Soutien aux méthodes alternatives à l'expérimentation animale

Typhanie Degois a déposé une question écrite qui est parue ce mardi 17 avril. Après auditions de plusieurs associations telles que ANTIDOTE et Pro Anima, elle a interrogé la Ministre de l'enseignement supérieur, de la recherche et de l'innovation, Madame Frédérique Vidal, afin que soient favorisées les méthodes alternatives à l'expérimentation animale pour ne plus avoir recours aux animaux.

 

                

 

1,92 million d'animaux utilisés pour des expérimentations

Saisie du sujet depuis 1986, l'Union européenne impose à ses Etats membres, par une directive de 2010, de décliner la règle des 3R (réduire, raffiner, remplacer) en termes d'expérimentation animale ainsi que d'avoir une transparence en publiant chaque année des statistiques sur l'utilisation d'animaux lors de procédures scientifiques.

D'après les derniers résultats de 2016, 1,92 million d'animaux sont sujets d'expérimentations.

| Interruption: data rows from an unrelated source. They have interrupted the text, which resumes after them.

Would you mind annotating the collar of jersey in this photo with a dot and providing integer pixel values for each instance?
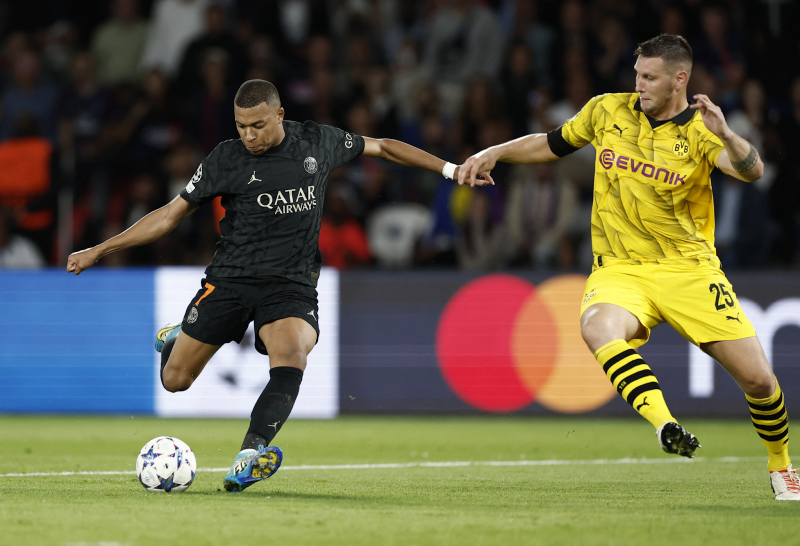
(681, 119)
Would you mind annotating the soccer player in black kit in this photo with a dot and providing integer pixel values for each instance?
(265, 270)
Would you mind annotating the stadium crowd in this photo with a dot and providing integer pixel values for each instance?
(107, 108)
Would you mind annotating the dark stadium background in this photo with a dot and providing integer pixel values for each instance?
(107, 108)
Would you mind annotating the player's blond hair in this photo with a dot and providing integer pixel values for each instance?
(673, 49)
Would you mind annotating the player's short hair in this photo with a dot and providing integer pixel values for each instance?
(673, 49)
(254, 92)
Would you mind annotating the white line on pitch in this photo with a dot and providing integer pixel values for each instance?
(551, 462)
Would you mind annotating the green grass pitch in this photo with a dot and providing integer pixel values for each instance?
(661, 500)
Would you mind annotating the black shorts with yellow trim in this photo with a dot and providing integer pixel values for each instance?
(222, 309)
(691, 294)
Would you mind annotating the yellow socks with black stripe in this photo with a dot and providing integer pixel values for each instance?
(634, 381)
(772, 424)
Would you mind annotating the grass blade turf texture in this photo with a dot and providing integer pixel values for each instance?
(707, 501)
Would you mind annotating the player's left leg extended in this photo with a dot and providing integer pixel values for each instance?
(288, 342)
(617, 315)
(744, 359)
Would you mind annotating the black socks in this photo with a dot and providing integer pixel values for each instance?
(165, 351)
(273, 406)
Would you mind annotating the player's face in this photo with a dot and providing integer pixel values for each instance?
(260, 127)
(655, 85)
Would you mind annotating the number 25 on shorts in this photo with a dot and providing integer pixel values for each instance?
(727, 299)
(210, 288)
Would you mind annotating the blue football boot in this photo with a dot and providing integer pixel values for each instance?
(251, 466)
(165, 334)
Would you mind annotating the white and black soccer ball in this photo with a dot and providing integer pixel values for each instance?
(165, 464)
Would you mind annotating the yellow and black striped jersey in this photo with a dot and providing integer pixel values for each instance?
(652, 187)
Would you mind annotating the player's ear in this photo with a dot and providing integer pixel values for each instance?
(681, 79)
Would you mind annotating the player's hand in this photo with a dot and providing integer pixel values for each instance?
(476, 167)
(713, 118)
(82, 260)
(483, 178)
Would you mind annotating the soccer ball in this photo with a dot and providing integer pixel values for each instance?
(166, 464)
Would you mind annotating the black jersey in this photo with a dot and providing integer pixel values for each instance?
(273, 201)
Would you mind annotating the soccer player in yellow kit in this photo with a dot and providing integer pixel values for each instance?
(653, 241)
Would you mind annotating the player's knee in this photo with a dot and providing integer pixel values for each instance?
(596, 331)
(289, 354)
(175, 381)
(761, 385)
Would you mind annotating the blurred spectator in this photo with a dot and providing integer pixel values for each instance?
(59, 50)
(721, 51)
(482, 242)
(381, 102)
(785, 192)
(540, 210)
(16, 252)
(464, 41)
(216, 37)
(395, 230)
(450, 76)
(84, 110)
(209, 117)
(119, 43)
(150, 127)
(342, 241)
(537, 36)
(672, 22)
(26, 182)
(480, 107)
(301, 19)
(751, 123)
(174, 25)
(29, 94)
(578, 167)
(519, 80)
(612, 59)
(573, 44)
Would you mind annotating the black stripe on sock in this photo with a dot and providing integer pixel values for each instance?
(780, 436)
(775, 405)
(614, 359)
(626, 367)
(758, 417)
(772, 428)
(631, 398)
(633, 377)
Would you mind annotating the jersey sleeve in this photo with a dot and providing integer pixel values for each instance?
(207, 181)
(710, 147)
(340, 146)
(577, 132)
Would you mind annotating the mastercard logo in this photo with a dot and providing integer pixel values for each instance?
(503, 343)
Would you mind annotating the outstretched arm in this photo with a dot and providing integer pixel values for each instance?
(739, 159)
(406, 155)
(528, 149)
(153, 226)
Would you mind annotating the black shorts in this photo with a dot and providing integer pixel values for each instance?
(222, 309)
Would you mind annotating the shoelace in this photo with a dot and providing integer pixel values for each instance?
(792, 481)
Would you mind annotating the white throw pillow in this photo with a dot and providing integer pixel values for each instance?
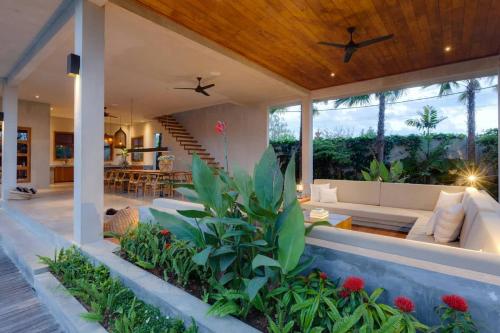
(316, 191)
(328, 195)
(449, 223)
(448, 199)
(445, 200)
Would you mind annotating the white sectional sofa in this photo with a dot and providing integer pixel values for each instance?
(408, 207)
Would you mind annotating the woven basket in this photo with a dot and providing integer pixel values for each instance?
(123, 221)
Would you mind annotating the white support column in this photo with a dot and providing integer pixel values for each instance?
(9, 140)
(307, 143)
(498, 127)
(89, 123)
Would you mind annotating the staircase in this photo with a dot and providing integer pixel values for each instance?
(186, 140)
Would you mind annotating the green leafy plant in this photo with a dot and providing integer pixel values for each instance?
(454, 316)
(109, 302)
(379, 172)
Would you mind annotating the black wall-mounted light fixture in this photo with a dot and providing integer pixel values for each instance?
(73, 65)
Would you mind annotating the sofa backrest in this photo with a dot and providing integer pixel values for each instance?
(484, 233)
(413, 196)
(353, 191)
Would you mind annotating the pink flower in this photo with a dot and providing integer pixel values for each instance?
(353, 283)
(456, 302)
(404, 304)
(220, 127)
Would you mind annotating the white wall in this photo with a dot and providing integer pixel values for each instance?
(58, 124)
(37, 116)
(246, 131)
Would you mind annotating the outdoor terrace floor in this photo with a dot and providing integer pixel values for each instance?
(53, 208)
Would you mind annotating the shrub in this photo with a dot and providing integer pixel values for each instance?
(107, 300)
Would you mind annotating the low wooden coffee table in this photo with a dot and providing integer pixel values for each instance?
(335, 220)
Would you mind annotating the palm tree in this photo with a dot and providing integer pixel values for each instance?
(382, 98)
(427, 121)
(468, 97)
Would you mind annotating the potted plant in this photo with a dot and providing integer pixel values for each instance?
(166, 162)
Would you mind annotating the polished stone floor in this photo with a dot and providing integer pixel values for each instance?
(54, 207)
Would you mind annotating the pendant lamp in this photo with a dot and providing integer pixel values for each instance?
(120, 138)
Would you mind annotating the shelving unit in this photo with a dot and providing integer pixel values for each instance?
(23, 154)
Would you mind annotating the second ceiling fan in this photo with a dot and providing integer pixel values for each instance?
(352, 46)
(199, 88)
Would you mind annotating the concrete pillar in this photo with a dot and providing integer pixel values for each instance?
(89, 123)
(9, 140)
(307, 144)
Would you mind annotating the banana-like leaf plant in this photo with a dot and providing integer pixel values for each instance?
(251, 231)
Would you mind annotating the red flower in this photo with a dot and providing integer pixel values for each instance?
(353, 283)
(404, 304)
(220, 127)
(456, 302)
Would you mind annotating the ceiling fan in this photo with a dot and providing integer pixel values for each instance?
(107, 114)
(352, 46)
(199, 88)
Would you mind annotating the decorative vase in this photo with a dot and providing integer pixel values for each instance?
(166, 165)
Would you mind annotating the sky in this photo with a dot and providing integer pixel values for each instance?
(352, 121)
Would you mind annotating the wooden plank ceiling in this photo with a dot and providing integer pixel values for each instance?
(282, 35)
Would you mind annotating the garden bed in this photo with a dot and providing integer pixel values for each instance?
(107, 301)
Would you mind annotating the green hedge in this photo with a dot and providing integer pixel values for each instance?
(344, 158)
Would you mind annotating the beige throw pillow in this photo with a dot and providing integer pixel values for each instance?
(316, 191)
(445, 200)
(449, 223)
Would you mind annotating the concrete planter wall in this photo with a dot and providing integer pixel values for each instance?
(171, 301)
(423, 282)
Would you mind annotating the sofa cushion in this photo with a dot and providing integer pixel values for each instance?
(484, 233)
(328, 195)
(374, 216)
(352, 191)
(413, 196)
(316, 191)
(417, 233)
(448, 224)
(474, 202)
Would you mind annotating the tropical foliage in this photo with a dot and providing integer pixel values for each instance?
(382, 98)
(109, 302)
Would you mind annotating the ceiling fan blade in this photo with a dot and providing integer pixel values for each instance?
(375, 40)
(208, 86)
(337, 45)
(348, 54)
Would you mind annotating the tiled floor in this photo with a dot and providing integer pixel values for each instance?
(54, 207)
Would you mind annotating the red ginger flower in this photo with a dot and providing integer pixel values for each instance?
(220, 127)
(353, 283)
(404, 304)
(456, 302)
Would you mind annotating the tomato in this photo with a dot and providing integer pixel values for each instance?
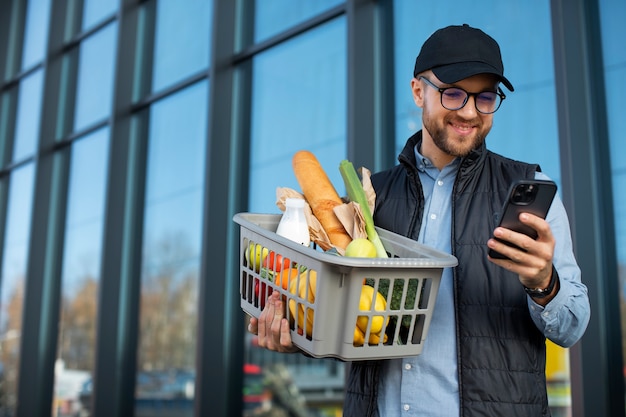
(276, 262)
(286, 276)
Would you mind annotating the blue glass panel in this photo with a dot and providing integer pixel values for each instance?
(525, 127)
(96, 10)
(28, 116)
(298, 102)
(36, 33)
(81, 260)
(171, 252)
(12, 280)
(182, 44)
(95, 77)
(274, 16)
(613, 14)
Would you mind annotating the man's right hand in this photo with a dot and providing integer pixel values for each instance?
(272, 327)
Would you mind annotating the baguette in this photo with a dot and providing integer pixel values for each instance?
(321, 196)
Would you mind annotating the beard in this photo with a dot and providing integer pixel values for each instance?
(452, 144)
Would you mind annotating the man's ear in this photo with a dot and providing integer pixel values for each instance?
(417, 88)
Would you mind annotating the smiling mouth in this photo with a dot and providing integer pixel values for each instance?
(462, 128)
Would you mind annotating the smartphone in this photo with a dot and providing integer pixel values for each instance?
(525, 196)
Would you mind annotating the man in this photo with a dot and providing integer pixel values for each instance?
(485, 351)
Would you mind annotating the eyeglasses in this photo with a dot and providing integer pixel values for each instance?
(454, 98)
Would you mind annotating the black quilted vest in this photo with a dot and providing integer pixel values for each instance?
(501, 353)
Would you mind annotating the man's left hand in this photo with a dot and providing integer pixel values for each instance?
(533, 262)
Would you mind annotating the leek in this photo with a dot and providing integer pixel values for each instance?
(357, 195)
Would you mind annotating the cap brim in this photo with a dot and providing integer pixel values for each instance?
(453, 73)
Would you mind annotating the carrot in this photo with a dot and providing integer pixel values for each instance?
(321, 196)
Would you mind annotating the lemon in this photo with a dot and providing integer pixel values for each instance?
(360, 248)
(365, 304)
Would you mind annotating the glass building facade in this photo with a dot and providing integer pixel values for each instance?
(131, 132)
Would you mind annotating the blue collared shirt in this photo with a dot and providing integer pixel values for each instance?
(427, 385)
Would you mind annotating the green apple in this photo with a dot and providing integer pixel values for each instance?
(255, 255)
(361, 248)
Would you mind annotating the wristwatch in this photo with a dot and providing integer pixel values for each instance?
(543, 293)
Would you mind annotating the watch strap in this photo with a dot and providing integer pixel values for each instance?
(542, 293)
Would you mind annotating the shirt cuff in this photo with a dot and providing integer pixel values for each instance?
(546, 317)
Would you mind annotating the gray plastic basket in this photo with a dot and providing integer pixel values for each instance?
(326, 294)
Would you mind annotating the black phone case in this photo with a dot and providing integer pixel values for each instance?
(544, 192)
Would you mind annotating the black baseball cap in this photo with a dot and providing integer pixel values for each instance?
(457, 52)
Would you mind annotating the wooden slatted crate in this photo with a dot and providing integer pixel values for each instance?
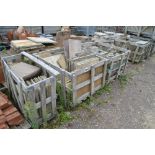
(118, 58)
(139, 51)
(39, 95)
(77, 85)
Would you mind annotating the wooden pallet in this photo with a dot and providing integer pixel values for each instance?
(139, 52)
(41, 94)
(82, 82)
(118, 58)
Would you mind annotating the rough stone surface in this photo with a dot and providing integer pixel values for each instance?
(130, 107)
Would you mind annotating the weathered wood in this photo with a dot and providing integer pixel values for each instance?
(39, 91)
(82, 80)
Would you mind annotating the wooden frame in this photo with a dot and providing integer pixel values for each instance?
(42, 94)
(117, 64)
(138, 52)
(83, 82)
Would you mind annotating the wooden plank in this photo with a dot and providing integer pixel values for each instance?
(43, 101)
(92, 80)
(53, 95)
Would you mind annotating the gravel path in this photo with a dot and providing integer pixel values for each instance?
(130, 107)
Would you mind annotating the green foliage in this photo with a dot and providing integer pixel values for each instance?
(124, 79)
(4, 51)
(106, 89)
(30, 113)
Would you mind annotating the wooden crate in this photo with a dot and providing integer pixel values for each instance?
(41, 94)
(82, 82)
(18, 46)
(139, 52)
(118, 58)
(1, 74)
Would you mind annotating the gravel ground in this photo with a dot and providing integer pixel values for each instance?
(130, 107)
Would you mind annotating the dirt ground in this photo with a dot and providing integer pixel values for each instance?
(132, 106)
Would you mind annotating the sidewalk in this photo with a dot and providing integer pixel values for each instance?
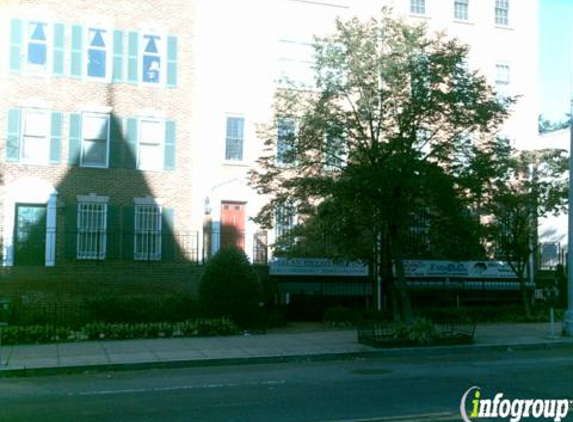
(294, 343)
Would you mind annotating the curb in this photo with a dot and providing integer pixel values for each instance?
(264, 360)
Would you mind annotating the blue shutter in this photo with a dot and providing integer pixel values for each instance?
(77, 52)
(116, 142)
(117, 56)
(112, 233)
(75, 139)
(168, 240)
(58, 67)
(171, 61)
(128, 232)
(16, 39)
(56, 137)
(169, 158)
(13, 136)
(130, 157)
(71, 231)
(132, 57)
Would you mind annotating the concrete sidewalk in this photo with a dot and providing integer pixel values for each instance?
(294, 343)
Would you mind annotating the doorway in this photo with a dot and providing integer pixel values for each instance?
(30, 234)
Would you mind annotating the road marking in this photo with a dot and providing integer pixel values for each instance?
(422, 417)
(176, 388)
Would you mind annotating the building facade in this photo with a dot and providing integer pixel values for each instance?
(242, 59)
(129, 131)
(95, 115)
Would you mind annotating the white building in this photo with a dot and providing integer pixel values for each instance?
(245, 48)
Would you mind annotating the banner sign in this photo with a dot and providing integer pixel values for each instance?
(317, 267)
(458, 269)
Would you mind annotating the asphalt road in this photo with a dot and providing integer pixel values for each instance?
(383, 389)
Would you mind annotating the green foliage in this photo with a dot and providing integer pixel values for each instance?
(422, 331)
(34, 334)
(229, 288)
(394, 122)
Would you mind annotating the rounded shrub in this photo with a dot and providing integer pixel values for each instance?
(229, 288)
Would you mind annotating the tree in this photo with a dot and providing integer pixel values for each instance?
(530, 185)
(394, 115)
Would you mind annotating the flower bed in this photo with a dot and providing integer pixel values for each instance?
(421, 333)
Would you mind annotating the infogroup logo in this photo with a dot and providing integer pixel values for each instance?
(473, 406)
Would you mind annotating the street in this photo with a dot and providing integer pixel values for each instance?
(408, 388)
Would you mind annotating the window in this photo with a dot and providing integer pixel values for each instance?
(98, 53)
(95, 140)
(35, 144)
(151, 59)
(284, 219)
(147, 242)
(286, 141)
(502, 12)
(502, 79)
(418, 7)
(234, 139)
(296, 62)
(91, 236)
(151, 144)
(37, 46)
(461, 9)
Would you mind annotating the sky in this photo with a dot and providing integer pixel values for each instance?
(556, 57)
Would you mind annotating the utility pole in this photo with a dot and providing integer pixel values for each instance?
(568, 320)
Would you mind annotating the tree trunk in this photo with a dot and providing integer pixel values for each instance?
(525, 297)
(400, 281)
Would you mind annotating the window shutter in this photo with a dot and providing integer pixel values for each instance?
(132, 57)
(56, 138)
(117, 56)
(112, 232)
(169, 159)
(128, 232)
(116, 142)
(75, 139)
(130, 157)
(168, 240)
(71, 231)
(13, 135)
(58, 67)
(77, 52)
(171, 61)
(16, 39)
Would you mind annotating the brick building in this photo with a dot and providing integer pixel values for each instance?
(96, 121)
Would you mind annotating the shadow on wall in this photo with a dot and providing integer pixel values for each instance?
(106, 209)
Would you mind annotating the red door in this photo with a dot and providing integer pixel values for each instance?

Et si une baisse du nombre d'animaux utilisés est observée avec le recours à des méthodes dites alternatives, ces dernières ne constituent pas des méthodes strictement de remplacement ou de substitution à l'expérimentation animale.

 

Des avancées scientifiques et technologiques

Or, Typhanie Degois précise qu'aujourd'hui les avancées scientifiques et technologiques offrent, dans ce domaine, de véritables perspectives dans le cadre des travaux en recherche appliquée et en toxicologie.

Le développement de nouvelles méthodes sont ainsi reconnues pour leur fiabilité et leur sécurité comme : l'ingénierie tissulaire, les technologies des cellules souches, la modélisation et la bio-informatique, ainsi que la toxicogénomique. Ces méthodes permettent alors de ne plus avoir recours aux animaux et en même temps de favoriser les progrès de la science.

Mais l'Etat ne soutient que trop peu ces méthodes bien qu'elles constituent de véritables innovations.

Dans ces conditions, Typhanie Degois demande une implication plus forte de l'Etat en termes de soutien aux méthodes alternatives à l'expérimentation animale dans les recherches scientifiques et dans l'enseignement, ainsi qu'un encadrement plus strict du recours à l'expérimentation animale dans les projets scientifiques publics et privés.